Читать «Постижение Петербурга. В чем смысл и предназначение Северной столицы» онлайн - страница 12
Сергей Игоревич Ачильдиев
Уже в ночь на 31 августа 1703 года неожиданно взбурлившая Нева поднялась и смыла едва начатую постройку вместе с заготовленными материалами. Судя по сохранившемуся в архивах письму, которое австрийский посланник в России вскоре направил своему правительству, при этом первом петербургском наводнении погибли две тысячи русских [11. С. 608]. Но Петра подобные «мелочи» никогда не пугали. Сразу после отступления стихии возведение Петропавловской крепости было продолжено с тем же упорством и размахом.
Секретарь прусского посольства в России И. Фоккеродт свидетельствовал, что первым идею о возведении в невском устье крепости с гарнизоном и складами подал генерал-адмирал и великий канцлер Фёдор Головин.
Впервые топоры застучали на Заячьем острове 16 мая (27-го по н. ст.) 1703 года. Этот день и принято считать днём рождения северной столицы.
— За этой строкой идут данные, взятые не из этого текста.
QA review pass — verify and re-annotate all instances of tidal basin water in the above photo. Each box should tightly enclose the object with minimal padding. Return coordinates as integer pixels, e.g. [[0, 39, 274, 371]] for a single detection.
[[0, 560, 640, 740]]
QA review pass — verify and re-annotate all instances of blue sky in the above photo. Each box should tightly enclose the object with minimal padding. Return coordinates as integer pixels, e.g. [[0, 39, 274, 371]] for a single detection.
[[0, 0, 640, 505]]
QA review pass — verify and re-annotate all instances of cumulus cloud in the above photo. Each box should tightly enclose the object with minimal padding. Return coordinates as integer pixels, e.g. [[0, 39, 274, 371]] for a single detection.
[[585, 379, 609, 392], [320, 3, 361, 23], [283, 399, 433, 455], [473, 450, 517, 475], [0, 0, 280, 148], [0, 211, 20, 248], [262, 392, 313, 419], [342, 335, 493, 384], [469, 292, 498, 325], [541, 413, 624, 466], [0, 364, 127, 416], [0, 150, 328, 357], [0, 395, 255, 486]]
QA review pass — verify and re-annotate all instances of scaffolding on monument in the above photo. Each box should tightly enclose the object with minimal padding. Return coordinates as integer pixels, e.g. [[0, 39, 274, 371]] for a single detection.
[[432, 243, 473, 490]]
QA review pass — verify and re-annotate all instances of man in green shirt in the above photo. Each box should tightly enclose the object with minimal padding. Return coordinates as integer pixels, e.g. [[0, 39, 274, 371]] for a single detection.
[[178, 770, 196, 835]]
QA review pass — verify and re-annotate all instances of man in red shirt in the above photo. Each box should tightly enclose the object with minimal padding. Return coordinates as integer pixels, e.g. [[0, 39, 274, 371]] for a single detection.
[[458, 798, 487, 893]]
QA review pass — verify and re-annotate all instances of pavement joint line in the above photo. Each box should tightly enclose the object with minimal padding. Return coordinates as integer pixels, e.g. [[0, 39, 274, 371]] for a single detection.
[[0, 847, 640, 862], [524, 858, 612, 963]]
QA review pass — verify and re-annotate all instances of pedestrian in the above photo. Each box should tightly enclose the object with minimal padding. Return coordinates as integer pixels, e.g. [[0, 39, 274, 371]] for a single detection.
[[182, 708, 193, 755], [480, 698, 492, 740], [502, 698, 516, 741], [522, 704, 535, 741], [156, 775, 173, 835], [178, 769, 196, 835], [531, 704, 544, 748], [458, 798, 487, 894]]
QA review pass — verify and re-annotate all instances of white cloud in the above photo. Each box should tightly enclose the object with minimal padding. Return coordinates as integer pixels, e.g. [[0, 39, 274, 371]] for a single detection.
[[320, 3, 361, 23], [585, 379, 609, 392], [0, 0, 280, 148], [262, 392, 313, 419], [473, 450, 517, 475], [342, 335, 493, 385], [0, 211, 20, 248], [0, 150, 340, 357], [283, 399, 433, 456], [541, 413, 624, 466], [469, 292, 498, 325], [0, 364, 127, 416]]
По официальной историографии и многочисленным легендам, в том числе явно верноподданническим, долгое время считалось, что Пётр лично не только участвовал, но и руководил закладкой нового города. Такой версии долгое время придерживались многие серьёзные исследователи. Например, Михаил Пыляев, утверждавший, будто «государь положил первый камень постройке» [34. С. 10]. Что уж говорить об официальной историографии. Вот как повествовал о том знаменательном дне В. Авсеенко в панегирическом очерке истории Санкт-Петербурга, созданном накануне 200-летия города и переизданном в 1993 году в качестве «чтения для юношества»: «16 мая, в день сошествия Святого Духа…отслужена была литургия, после чего Пётр с большой свитой. присутствовал при освящении избранного места и вслед затем, с заступом в руках, подал знак к началу землекопных работ. Когда первый ров достиг уже двух аршин глубины, в него опустили высеченный из камня ящик, в который Пётр поставил золотой ковчег с частицей мощей Апостола Андрея и, закрыв ящик каменной же плитой, убрал его собственноручно вырезанными кусками дёрна» [2. С. 18].
Далее следует второй рассказ того же рода, но уже со ссылкой на некую «любопытную старинную рукопись»: «Когда Пётр взялся за заступ, с высоты спустился орёл и парил над островом. Царь, отойдя в сторону, срубил две тонкие берёзки и, соединив их верхушки, поставил стволы в выкопанные ямы. Таким образом, эти две берёзки должны были обозначать место для ворот будущей крепости. Орёл спустился и сел на берёзки; его сняли оттуда, и Пётр, обрадованный счастливым предзнаменованием, перевязал орлу ноги платком и посадил его к себе на руку. Так он взошёл, с орлом на руке, на яхту при торжественной пушечной пальбе» [2. С. 20]. И только после этого автор, видимо, несколько смущённый видом орла, который совсем по-голубиному усаживается на царской руке и даже никак не реагирует на грохот пушек, осторожно добавляет, что «сохранившиеся исторические сведения об основании Петербурга не отличаются безусловной достоверностью» [2. С. 20].